In cases of perforation of an ulcer all that can be done is to give anodynes to ease the pain and make the patient's condition as comfortable as possible. Schlipp recommends that when perforation is threatened on account of gaseous distention of the stomach, the stomach tube should be used to evacuate the organ.

The mechanical treatment, washing out the stomach with the stomach tube or stomach pump is contraindicated in cases of ulcer, as more damage can be done by such procedure than good.

ORIGINAL ARTICLES

THE RECOGNITION OF MORTIFIED BOWEL IN
OPERATIONS FOR THE RELIEF OF
STRANGULATED HERNIA.

By REUBEN A. VANCE, M. D., CLEVELAND, OHIO.
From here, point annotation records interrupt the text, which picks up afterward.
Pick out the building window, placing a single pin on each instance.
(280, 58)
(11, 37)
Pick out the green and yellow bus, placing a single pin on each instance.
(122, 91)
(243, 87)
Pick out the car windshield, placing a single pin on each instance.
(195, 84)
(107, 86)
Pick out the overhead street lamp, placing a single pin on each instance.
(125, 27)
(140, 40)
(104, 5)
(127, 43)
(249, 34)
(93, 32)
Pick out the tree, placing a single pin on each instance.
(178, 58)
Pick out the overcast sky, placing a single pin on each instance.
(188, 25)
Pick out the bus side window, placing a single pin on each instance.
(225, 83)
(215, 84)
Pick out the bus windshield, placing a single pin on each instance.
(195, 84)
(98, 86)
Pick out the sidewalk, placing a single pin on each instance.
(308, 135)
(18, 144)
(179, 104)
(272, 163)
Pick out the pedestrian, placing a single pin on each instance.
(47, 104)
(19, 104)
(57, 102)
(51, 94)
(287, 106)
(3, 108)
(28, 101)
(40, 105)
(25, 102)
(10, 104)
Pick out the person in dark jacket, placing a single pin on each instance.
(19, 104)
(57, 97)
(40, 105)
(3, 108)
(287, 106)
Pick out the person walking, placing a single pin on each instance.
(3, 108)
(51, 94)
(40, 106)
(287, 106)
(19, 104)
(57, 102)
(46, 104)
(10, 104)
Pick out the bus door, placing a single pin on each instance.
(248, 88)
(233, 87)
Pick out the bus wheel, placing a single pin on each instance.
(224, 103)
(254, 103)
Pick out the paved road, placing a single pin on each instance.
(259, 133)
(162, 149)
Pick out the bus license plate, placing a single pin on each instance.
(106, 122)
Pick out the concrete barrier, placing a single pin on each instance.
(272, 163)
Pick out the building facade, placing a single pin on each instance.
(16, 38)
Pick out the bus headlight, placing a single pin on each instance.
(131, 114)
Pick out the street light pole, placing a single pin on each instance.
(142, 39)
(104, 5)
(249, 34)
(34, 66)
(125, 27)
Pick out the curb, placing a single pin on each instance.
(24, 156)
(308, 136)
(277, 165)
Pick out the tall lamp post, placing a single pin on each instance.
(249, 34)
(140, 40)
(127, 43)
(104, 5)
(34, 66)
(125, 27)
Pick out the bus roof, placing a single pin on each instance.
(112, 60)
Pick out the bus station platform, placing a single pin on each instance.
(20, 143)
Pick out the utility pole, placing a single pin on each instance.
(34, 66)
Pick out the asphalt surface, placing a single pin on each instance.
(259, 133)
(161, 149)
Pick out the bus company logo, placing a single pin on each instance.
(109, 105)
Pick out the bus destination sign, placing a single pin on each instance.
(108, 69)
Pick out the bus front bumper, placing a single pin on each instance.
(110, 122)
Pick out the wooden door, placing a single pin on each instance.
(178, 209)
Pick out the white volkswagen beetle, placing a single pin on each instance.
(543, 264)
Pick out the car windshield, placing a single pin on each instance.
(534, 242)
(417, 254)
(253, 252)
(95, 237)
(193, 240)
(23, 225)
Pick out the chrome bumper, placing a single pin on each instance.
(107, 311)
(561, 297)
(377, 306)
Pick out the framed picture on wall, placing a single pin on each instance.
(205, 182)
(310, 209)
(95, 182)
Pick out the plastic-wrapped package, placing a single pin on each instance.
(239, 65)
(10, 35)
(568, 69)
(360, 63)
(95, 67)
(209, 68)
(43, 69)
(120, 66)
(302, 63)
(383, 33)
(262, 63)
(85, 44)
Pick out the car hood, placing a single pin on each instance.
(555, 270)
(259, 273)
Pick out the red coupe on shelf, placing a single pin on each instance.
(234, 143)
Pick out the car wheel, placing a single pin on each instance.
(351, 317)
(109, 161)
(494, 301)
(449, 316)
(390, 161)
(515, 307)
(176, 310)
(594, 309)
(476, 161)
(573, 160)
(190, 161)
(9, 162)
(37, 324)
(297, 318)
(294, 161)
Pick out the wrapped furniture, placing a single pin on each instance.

The medical practitioner who has been hastily summoned to operate upon a patient with strangulated hernia finds himself confronted with problems, the gravity of which can alone be appreciated by those who have frequently met them. The medical treatment to be adopted, the extent to which taxis should be employed, and the time it is prudent to delay operative interference when other measures have proved fruitless, are grave questions upon the solution of which the life of the patient depends. The operation decided upon, the particular method to be employed and the manner of dealing with the stricture—with or without opening the sac—are matters of minor consequence, and affairs that should be settled in the mind of every practitioner by a reference to sound surgical principles and the teachings of experience. There are questions connected with the condition of the parts strangulated that must be solved by the surgeon during the progress of the operation, about which much less is said in works on surgery than their importance warrants. These pertain to the vitality of the part that has been strangulated, and the duty of the surgeon in the premises. If the part is still living, it matters not how much damaged by compression, it should be returned at once into the abdomen; upon this step the patient's life depends. If the part is mortified and dead, to return it within the cavity of the belly is to insure the patient's destruction; if he is to have a chance for life, other measures must be adopted.

Again, the decision of the operator can but rarely be guided or aided by aught but the conditions revealed by his knife during the operation. The state of the patient and the history of the case may indicate the imminence of mortification of the bowel; in the end the appeal is to the senses of the surgeon, and upon the conclusion at which he then arrives will depend the fate of the patient.

Under these circumstances it behooves every man who may be placed in position to make such a momentous decision to at least go to the task, sustained by every aid that can be derived from the experience of those who themselves have been placed in this dilemma and compelled to act with such lights as they then possessed—whose records, next to personal experience, become the best guide for those forced to follow in their footsteps.

The history of the case may throw some light upon the state of the intestine. This is especially so in those cases in which the severity of the symptoms suddenly subsides without the rupture having been reduced. The pain is violent, the abdomen distended and singultus and stercoracious vomiting present; suddenly the patient's suffering cease, and were it not for the cold extremities, flickering pulse and persistent tumor—but above all, the teachings of experience—the surgeon could not but acknowledge that all tangible appearances portended a change for the better. Yet, almost invariably gangrene of the gut has taken place, and the fallacious evidences of improvement above noted are in reality its best clinical exponent. Certain almost as these signs are, when present, yet it comparatively seldom happens that the surgeon has their aid in guiding him in the measures he must adopt; they form, but infrequently, a part of the history of cases submitted to operation. If present, the surgeon is reasonably sure of what he will find when he operates; they may be absent and mortification yet exist. The patient's chance of life depends upon the surgeon's ability to recognize mortification of the bowel when he sees it, and his promptitude and skill in dealing with it when present.

It scarcely need be said that mere darkening in color of the bowel, effusion of fluid into the sac, or exudation of lymph about the stricture are of no special significance in this connection, and bear in no way upon the presence or absence of mortification. It has been again and again repeated in manuals treating of hernia operations that a deep, purplish discoloration of the bowel and absence of circulation indicate mortification; that when these physical signs are present the surgeon should press upon the strictured part, and if the color remains unchanged when the finger is removed, the bowel is dead. It requires but little practical experience in dealing with these cases to appreciate the fallacious character of these signs; the gut may be fairly black from congestion and yet alive; the color may remain unchanged under pressure and still that fact have no bearing on the question of mortification, for a band of stricture, as yet unappreciated, may be the sole cause of the persistent hyperæmia.